Tuesday 15 November 2016

The first five questions on dating, singleness, fearlessness wives and advise to husbands.

In total on Sunday 15 questions were asked about marriage, singleness, husbands and wives.  Thank you to everyone who took the risk and texted in a question.  Every one was brilliant and over the next three weeks I’ll try and offer a very brief answer to them in the weekly email.  Here’s the first five!

1.  As a man, how do I start to implement this?
Proverbs 27:17 says ‘As iron sharpens iron, so one man sharpens another.’  Jesus had two extremely close friends.  Paul wrote about his ‘dearest friends’.  We are meant to do life together – it’s the lone wolf who starves, the isolated soldier the sniper strikes.  So find another person to share your life with.  We have smaller, mid-week groups for this, or get along to the men’s night at Jonny’s (14 Henry Street, Stafford) on Wednesday at 7.30 to pray and connect with other guys (if you’re a guy!)

2.  I am dating a Christian girl.  How far is too far physically?
I get asked this lots by young people and University students.  It’s a wrong question!  It’s like asking ‘how close to sin can I get?’  A better question - at this moment, with this person how do I 'love God' & 'love my neighbour’ best (Mark 12:30-31)?  And God (whose ways are both right and better) says restraint.  Why?  Two very practical reasons spring to mind.

Restraint shows: 
- You trustworthiness.  If you can be self-control now she can trust you to show that same self-control over the next 50 years.  If you can restrain from sleeping with her before you are married she can trust you more not to sleep with someone else once you are married. 
- Your seriousness.  That Jesus is most important for you, and amongst Christians that is deeply attractive.

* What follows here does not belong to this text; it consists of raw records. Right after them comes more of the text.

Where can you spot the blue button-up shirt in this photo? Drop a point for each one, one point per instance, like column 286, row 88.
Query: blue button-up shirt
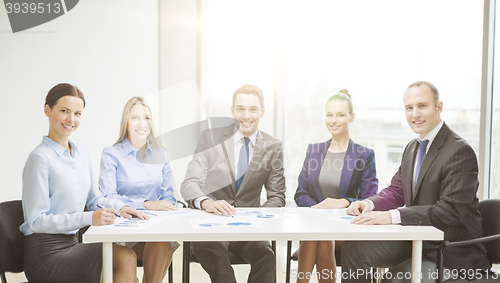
column 56, row 187
column 126, row 176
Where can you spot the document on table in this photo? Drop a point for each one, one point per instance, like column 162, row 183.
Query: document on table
column 170, row 213
column 225, row 221
column 334, row 211
column 343, row 218
column 133, row 223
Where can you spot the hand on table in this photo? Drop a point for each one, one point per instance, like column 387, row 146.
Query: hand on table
column 128, row 212
column 159, row 205
column 218, row 207
column 358, row 207
column 332, row 203
column 373, row 218
column 104, row 216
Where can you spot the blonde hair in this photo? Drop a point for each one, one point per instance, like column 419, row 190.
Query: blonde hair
column 153, row 137
column 343, row 94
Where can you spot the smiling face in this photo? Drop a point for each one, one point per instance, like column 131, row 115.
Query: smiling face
column 422, row 112
column 64, row 118
column 247, row 110
column 139, row 126
column 338, row 118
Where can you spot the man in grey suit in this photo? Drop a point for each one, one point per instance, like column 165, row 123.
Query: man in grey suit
column 229, row 168
column 436, row 185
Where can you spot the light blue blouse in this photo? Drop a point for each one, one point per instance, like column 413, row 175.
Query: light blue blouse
column 56, row 187
column 126, row 176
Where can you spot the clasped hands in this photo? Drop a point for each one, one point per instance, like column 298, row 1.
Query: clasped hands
column 217, row 207
column 107, row 216
column 361, row 209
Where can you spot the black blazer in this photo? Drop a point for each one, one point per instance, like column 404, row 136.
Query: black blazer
column 445, row 197
column 358, row 180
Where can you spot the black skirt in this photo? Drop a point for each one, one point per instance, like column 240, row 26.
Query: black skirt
column 60, row 258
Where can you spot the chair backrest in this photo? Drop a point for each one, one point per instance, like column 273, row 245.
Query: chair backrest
column 11, row 239
column 490, row 212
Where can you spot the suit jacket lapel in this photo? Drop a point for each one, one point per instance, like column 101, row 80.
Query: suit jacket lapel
column 228, row 142
column 431, row 155
column 318, row 154
column 254, row 163
column 408, row 166
column 351, row 157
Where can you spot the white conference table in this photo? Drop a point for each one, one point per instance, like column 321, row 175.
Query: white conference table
column 285, row 224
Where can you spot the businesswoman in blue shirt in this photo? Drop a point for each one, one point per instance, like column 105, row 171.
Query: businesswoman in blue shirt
column 334, row 174
column 58, row 182
column 136, row 170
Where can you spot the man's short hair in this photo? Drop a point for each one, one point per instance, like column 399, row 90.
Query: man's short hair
column 250, row 89
column 433, row 89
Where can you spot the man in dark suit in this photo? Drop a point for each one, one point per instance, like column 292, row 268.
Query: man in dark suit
column 435, row 185
column 230, row 166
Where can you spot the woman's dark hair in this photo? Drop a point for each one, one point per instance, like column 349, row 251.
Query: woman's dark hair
column 61, row 90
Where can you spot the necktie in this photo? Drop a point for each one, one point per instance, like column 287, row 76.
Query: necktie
column 242, row 163
column 420, row 158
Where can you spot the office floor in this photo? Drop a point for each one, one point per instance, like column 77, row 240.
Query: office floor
column 198, row 275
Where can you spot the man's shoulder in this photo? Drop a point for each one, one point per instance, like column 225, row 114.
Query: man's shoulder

3. I find singleness really difficult - why is that?
The Bible, for example is places like 1 Corinthians 7, calls singleness and marriage BOTH a gift and grief.  In marriage there is gift (like intimacy, children, commitment) and grief (like compromise, conflict and loss of independence).  In singleness there is gift (time, independence) and grief (lose of intimacy).  The Bible says, whether single or married gift and grief will be woven together for us.  So singleness is partly difficult because we live in a culture that idolises relationships and loads them with freight they cannot and were not designed to carry, but also we should not, as Bible Christians, expect it to be different.  Whether married or single we will experience aspects of gift and aspects of grief.

The key is what we do with the gift and the grief.

We are to serve with the gift – help and benefit others.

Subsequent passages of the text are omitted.